Estaba borrachísimo, yo no quería, en realidad no me gustas.

Apenas me acuerdo de lo que pasó. Sobrio jamás haría eso.

Fue porque Inés me calentó y me dejó tirado, no porque me gustes tú.

Te detesto. Ah, y no somos amigos.

Epílogo: Gracias por dejarme la pasta. Si eso no vuelvas a hablarme en la vida.

Pablo lo aceptó todo. Calló, tragó y asintió. Lo que más le dolió fue que Albert dijera acordarse de poco, porque a él no se le iba a olvidar aquella noche en la vida. Me odias, vale. Te pone jugar conmigo, de acuerdo. Yo me dejo, porque me gusta. Soy así de gilipollas. Llámame si quieres volver a follar. Entretanto no te hablaré en público, no sea que te arruine la vida social. Todo correcto.

Fue la peor conversación posible. Sin embargo, el madrileño sentía que las cosas no acababan ahí. Su instinto le decía que Albert iba a volver, de una manera u otra. Que la atracción que sentían era demasiado fuerte como para enterrarla así como así. Pero los días se volvieron semanas, largas e insoportables, y allí no pasó nada.

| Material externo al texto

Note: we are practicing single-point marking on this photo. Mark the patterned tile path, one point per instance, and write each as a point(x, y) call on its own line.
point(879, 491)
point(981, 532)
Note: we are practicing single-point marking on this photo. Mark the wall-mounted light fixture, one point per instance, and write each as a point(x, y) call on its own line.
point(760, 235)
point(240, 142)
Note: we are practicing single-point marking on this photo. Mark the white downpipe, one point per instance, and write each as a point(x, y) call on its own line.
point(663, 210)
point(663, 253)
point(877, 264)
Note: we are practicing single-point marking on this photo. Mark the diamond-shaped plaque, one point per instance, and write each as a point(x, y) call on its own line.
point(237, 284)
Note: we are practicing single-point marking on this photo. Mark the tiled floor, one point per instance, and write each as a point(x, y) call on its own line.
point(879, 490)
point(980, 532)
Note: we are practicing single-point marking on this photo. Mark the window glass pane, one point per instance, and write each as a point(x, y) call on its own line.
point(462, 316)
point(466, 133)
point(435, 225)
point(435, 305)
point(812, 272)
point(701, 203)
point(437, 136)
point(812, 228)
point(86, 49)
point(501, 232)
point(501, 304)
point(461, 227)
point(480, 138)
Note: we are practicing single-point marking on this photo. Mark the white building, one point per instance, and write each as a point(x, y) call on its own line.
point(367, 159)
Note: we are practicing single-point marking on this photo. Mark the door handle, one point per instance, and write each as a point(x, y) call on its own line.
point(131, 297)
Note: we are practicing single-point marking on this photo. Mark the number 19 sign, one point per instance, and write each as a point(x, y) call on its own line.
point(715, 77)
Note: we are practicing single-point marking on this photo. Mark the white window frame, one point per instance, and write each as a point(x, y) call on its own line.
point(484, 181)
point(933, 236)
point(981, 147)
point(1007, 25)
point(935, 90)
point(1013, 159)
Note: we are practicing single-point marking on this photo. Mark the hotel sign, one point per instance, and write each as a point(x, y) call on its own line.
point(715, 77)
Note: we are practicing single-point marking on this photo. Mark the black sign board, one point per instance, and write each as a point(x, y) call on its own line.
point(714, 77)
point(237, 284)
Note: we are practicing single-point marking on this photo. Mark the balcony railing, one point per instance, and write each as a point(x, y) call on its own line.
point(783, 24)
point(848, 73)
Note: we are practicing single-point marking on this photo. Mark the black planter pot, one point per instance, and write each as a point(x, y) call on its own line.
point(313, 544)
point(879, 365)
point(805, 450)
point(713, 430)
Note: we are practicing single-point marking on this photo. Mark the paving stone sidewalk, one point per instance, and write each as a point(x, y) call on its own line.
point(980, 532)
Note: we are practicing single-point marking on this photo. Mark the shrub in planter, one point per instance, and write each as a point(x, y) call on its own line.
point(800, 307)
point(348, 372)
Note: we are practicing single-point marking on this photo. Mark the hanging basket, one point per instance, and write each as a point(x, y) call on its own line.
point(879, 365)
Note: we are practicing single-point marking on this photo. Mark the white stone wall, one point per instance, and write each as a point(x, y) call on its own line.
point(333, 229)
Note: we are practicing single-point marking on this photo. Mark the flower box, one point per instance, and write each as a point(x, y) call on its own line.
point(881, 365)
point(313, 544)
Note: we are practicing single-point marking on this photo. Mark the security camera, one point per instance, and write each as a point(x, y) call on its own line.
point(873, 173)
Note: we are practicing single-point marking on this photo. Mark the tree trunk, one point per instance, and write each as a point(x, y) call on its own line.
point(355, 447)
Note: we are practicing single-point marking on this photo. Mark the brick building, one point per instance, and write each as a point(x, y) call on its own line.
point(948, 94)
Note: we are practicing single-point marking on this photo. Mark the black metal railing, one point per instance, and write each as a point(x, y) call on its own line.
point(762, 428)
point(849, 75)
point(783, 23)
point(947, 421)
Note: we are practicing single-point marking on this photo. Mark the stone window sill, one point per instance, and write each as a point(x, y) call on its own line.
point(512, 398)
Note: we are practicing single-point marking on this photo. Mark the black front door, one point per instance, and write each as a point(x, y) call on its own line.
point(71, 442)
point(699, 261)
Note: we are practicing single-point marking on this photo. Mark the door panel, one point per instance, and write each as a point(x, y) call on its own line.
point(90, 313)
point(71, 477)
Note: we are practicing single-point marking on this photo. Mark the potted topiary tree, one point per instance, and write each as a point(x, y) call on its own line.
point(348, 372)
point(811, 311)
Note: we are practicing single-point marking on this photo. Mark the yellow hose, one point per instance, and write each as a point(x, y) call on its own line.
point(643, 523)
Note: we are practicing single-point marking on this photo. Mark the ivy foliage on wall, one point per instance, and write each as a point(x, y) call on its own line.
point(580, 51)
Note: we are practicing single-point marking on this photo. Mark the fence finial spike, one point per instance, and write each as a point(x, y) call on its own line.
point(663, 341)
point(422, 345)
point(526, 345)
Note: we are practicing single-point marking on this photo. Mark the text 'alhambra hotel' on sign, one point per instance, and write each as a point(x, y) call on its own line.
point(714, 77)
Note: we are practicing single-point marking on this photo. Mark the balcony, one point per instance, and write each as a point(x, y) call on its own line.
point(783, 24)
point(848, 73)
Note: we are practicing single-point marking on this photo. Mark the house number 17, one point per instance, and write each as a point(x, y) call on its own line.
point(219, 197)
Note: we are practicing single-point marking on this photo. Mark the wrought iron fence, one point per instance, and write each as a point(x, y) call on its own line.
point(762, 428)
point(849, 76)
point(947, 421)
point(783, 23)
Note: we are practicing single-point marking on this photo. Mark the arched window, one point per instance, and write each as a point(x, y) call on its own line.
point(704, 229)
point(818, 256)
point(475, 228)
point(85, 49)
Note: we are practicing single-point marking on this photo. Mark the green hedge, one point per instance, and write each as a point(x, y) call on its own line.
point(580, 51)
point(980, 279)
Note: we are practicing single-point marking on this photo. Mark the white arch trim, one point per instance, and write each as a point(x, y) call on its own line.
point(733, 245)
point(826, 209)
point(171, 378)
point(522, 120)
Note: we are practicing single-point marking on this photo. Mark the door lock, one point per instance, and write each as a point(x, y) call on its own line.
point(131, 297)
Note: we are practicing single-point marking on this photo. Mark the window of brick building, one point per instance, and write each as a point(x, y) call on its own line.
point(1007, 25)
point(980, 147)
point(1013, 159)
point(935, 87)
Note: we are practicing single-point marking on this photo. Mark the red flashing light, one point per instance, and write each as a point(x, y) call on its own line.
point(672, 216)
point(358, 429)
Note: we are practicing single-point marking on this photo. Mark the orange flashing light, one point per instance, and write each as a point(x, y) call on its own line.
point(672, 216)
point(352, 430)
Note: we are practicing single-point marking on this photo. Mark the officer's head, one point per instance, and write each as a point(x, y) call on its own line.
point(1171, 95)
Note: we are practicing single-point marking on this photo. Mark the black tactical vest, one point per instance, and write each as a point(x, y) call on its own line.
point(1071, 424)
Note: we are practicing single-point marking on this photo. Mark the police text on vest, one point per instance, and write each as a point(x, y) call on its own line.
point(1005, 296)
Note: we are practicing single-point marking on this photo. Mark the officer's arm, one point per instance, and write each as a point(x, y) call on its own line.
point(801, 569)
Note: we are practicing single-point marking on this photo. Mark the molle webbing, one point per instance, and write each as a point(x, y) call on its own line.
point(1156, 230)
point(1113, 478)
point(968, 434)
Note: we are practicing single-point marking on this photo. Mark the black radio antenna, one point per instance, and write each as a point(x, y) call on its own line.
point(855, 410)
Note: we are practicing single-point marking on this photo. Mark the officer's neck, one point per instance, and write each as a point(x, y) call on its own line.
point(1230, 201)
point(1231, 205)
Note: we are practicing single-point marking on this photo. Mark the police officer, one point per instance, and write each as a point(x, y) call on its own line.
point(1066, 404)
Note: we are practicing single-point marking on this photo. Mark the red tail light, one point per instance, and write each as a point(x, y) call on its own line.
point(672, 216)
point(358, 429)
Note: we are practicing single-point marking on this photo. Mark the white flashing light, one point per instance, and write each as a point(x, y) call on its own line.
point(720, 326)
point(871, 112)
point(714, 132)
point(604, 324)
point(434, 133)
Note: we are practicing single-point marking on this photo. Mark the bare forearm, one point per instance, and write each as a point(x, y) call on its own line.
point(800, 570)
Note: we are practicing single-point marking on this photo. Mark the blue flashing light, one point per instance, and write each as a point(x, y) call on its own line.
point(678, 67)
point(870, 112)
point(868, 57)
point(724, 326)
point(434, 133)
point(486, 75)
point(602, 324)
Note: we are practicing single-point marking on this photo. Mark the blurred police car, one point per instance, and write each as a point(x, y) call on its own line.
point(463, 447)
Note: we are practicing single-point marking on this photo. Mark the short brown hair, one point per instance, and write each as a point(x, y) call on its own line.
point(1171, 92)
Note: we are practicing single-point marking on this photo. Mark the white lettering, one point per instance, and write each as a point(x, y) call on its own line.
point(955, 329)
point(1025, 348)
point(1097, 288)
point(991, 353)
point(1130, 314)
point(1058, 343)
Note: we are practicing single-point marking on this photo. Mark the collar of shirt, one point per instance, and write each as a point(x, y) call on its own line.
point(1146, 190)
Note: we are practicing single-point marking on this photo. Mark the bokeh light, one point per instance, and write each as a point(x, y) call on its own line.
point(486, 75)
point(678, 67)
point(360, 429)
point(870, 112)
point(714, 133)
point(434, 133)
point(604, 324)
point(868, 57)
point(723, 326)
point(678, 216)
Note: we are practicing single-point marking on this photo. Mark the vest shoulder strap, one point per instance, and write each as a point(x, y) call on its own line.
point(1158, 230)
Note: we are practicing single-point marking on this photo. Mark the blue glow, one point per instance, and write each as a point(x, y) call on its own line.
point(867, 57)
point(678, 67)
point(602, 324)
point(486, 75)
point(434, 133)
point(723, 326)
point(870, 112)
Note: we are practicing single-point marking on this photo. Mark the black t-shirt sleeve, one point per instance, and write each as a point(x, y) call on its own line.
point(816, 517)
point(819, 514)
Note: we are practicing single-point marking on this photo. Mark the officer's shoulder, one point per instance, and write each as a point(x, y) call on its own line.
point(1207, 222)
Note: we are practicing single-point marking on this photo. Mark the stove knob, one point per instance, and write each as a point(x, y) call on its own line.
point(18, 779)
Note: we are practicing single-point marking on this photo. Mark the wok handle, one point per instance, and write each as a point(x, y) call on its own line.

La vida siguió, gris y anodina. Noviembre fue un mes terriblemente frío en más de un sentido.

Las clases eran aburridas, cansinas y agotadoras. Los alumnos no tenían tiempo de respirar y los temidos exámenes flotaban sobre sus cabezas como espadas de Damocles recién afiladas. Pablo y Albert llevaban vidas en universos paralelos a pesar de estar en la misma clase: el primero con sus amigos de siempre, sus costumbres de siempre y un vacío permanente en el pecho. El segundo con su adorada novia, de la que no se despegaba ni un segundo, y su grupo de amigos pijos.

Todo era igual pero nada era lo mismo.

Pablo empezó a creer la teoría de Íñigo. Quizás estaba tan obsesionado con Albert porque sabía que no podía tenerlo. No se trataba de que le gustase, o le pusiese muchísimo, o quisiera estar con él a toda costa; era cuestión de tener lo inalcanzable. Sólo tenía que entender que no lo quería de verdad y se le pasaría la tontería.

¿O no?

Aquello no funcionaba. Y Pablo estaba harto de preguntarse por qué.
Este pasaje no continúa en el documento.